In my view, Doyle violations which cannot be deemed harmless beyond a reasonable doubt typically fall within the third of these categories. On direct review, a conviction should be reversed if a defendant can demonstrate that a Doyle error occurred at trial, and the State cannot demonstrate that it is harmless beyond a reasonable doubt. But, in typical collateral attacks, such as today’s, Doyle errors are not so fundamentally unfair that convictions must be reversed whenever the State cannot bear the heavy burden of proving that *769the error was harmless beyond a reasonable doubt. On the other hand, there may be extraordinary cases in which the Doyle error is so egregious, or is combined with other errors or incidents of prosecutorial misconduct, that the integrity of the process is called into question. In such an event, habeas corpus relief should be afforded.*
In sum, although I agree with the Court’s judgment, and the standard that it applies here, I would apply this standard only to Doyle violations being considered on collateral review. On direct appeal, a Doyle error should give rise to reversal of the conviction unless the State can prove that the error was harmless beyond a reasonable doubt.
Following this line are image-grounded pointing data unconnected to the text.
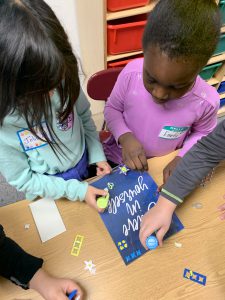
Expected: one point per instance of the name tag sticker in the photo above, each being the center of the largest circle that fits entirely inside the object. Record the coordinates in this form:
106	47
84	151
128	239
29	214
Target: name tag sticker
29	141
172	132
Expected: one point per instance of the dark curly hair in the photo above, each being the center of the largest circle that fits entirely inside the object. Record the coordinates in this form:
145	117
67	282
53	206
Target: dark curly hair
35	58
184	28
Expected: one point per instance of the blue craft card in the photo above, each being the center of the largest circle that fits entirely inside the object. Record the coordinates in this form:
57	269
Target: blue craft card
131	197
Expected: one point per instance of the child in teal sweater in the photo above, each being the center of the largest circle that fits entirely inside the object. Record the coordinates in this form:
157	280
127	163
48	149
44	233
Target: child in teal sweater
47	136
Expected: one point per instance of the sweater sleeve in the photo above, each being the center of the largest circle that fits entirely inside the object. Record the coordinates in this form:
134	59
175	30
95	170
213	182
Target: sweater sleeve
15	264
14	165
195	165
95	150
114	108
203	126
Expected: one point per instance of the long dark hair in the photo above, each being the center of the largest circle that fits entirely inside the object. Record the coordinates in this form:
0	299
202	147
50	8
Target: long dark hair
184	28
35	58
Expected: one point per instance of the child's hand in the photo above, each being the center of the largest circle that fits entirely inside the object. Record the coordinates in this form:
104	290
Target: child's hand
170	168
157	219
207	178
133	153
91	196
52	288
103	168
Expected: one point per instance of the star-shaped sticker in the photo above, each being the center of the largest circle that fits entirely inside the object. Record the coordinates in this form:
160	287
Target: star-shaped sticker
124	170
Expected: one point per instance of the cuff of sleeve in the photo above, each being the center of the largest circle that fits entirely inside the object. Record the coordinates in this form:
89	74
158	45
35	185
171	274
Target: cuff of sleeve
182	152
173	198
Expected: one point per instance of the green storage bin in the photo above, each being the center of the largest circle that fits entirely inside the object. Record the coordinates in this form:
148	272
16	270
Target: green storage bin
208	71
221	45
222	10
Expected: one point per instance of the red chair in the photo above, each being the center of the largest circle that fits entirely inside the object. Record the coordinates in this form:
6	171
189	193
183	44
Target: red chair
99	88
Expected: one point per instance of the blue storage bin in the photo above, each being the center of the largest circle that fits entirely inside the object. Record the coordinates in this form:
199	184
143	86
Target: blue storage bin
221	88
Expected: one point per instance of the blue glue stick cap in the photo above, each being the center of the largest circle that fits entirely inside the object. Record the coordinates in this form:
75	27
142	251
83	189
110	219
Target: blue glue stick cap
152	242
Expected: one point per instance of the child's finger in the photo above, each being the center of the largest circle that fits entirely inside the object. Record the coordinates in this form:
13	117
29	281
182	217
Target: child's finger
160	235
100	192
222	207
166	175
144	234
99	171
222	217
137	163
143	160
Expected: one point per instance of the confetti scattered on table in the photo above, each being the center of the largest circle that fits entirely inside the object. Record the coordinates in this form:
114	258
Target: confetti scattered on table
102	202
197	205
178	245
90	267
77	245
194	276
123	170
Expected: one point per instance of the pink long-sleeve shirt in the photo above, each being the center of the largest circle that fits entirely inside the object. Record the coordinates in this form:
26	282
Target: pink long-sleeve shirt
161	129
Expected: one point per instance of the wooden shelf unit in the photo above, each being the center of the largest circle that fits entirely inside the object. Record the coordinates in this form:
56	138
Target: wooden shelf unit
92	17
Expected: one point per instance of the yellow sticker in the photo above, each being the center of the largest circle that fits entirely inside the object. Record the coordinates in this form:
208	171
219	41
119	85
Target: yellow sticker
77	245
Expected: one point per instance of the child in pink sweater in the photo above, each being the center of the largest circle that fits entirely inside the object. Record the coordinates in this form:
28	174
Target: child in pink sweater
159	103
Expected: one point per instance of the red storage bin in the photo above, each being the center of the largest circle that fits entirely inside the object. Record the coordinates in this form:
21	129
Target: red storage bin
125	35
116	64
115	5
122	62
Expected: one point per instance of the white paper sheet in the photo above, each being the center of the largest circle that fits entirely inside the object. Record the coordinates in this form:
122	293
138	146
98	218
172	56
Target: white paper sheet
47	218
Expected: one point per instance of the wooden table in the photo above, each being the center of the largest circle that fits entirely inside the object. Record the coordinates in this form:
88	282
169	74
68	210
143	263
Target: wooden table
156	275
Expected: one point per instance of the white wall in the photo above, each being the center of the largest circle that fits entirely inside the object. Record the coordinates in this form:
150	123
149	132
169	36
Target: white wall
65	10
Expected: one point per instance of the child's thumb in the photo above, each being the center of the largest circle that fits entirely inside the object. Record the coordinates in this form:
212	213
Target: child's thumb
160	235
100	192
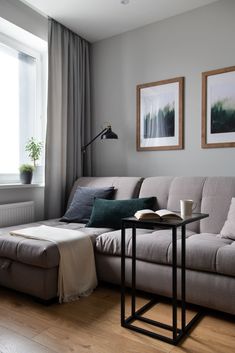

In Rose v. Lundy, I noted that the distinction between direct and habeas review is supported by the Court’s decisions concerning retroactive application of newly recognized constitutional rights. 455 U. S., at 509, 543, n. 8 (dissenting opinion). Our recent decision in Griffith v. Kentucky, 479 U. S. 314 (1987), endorsed Justice Harlan’s view on this issue to a great extent, and thus supports this proposition. Compare Griffith, supra, with Allen v. Hardy, 478 U. S. 255 (1986).